The Accidental Flirt: How to Subtly Gain Attention

You Don’t Have to Throw Yourself at Them!

How do you “rub” someone special the right way without being too obvious about it? It’s called accidental flirting, and while some people really do this accidentally, it can be quite an effective tool when used on purpose.

Warning: These techniques work so well you may catch the attention of those who are either taken, attached, married, or otherwise off limits, so please make sure you know their status before getting your flirt on.

The Midas Touch

Research suggests that attraction can be fostered using touch, especially when shared eye contact is also involved. Use your imagination, and set up playful scenarios where you offer to teach someone a new dance move, place your hand on their shoulder to get their attention, or casually sit next to them so your thighs are touching. The message here is that almost everyone likes to be touched. It improves people’s experience in department stores, generates larger tips for waitresses and can also be used to get you more dates.

Get more dates with even more flirting tips from Psychic Shamira ext. 5125. Know what will and won’t work on the next person you meet!

Phantom Touch

People worry if they are doing enough to attract love. They ask themselves questions like “Am I showing enough cleavage?” or “Do you think she noticed my winking?” Yeah, she probably thought you had something in your eye. The truth is, the best kind of flirt is a mysterious one. It is more exciting for someone to wonder if you are flirting, than for you to be obvious about it. This can be encouraged by using what is called, phantom touch. Start by initiating only formal contact, such as a gentle hand on their arm. Then slowly work your way up to more intimate contact, which may include hugging or even whispering.

Touch and Retreat

People always seem to wonder, “Does he like me?” “Does she want to be more than friends?” Well, you could always continue to ponder the possibilities, or you could test the waters with a casual touch and retreat. When someone is touched by you and they like it, and you retreat afterwards, they may subconsciously move closer to repay the favor.

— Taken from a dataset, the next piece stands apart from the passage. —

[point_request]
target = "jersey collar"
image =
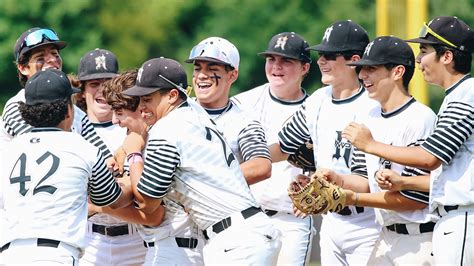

Wouldn’t it be easier to get closer to that person you’ve had your eye on if you knew they felt the same way about you? Find out during a love reading with Violet ext. 9662.

No Agenda Other Than Fun

Purposeful flirting often fails because it causes people to feel pressure to react in some way. Accidental flirting is successful because it is naturally playful, innocent, friendly and non-demanding. The idea is to make the experience enjoyable enough to leave the person wanting more. The next time you see them, the playful banter will resume, but the rest is up to you.

Ask Questions

Curiosity makes people naturally more attractive to others. After all, we all like the feeling of someone finding us interesting. This can be taken one step further by asking questions that give that special someone the chance to connect with you on a more personal level (Hey, what’s the story behind that smile? You look like you’re having a good day.).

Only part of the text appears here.